Keywords

1 Introduction

In recent years, development of end-to-end systems became the main trend in speech recognition technologies due to fast advances in deep learning approaches. The end-to-end speech recognition methods are mainly based on two types of models: Connectional Temporal Classification (CTC) and attention-based encoder-decoder, as well as on their combination [1].

For example, an investigation of end-to-end model with CTC is described in [2]. It was shown that such system is able to work without language model (LM) well. Training dataset [3] was made up of audio tracks of Youtube videos with duration more than 650 h. Testing dataset was made up of audio tracks of Google Preferred channels on YouTube [4], its duration was 25 h. The lowest word error rate (WER) obtained without using LM was 13.9% and it was equal to 13.4% with the usage of LM.

Attention based encoder-decoder model was used in [5] for experiments on recognition of speech from LibriSpeech corpus. The authors performed data augmentation by speed, tempo, and/or volume perturbation, sequence-noise injection. The authors obtained WER = 4% on test-clean data and WER = 11.7% on test-other. The application of LSTM-based LM results in decreasing of WER to 2.5% and 8.2% on test-clean and test-other sets respectively.
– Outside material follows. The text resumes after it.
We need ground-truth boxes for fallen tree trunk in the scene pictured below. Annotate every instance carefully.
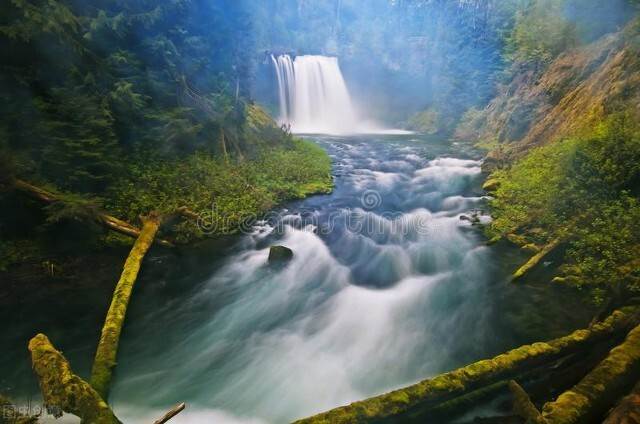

Joint CTC-attention based end-to-end speech recognition was proposed in [6]. Two loss functions are used in these model, which are combined using weighted sum as follows:

$$ L = \lambda L_{CTC} + \left( {1 - \lambda } \right)L_{att} , $$

where \( L_{CTC} \) is an objective for CTC and \( L_{att} \) is an objective for attention-based model, \( \lambda \) is a weight of CTC model, \( \lambda \in \left[ {0,1} \right] \).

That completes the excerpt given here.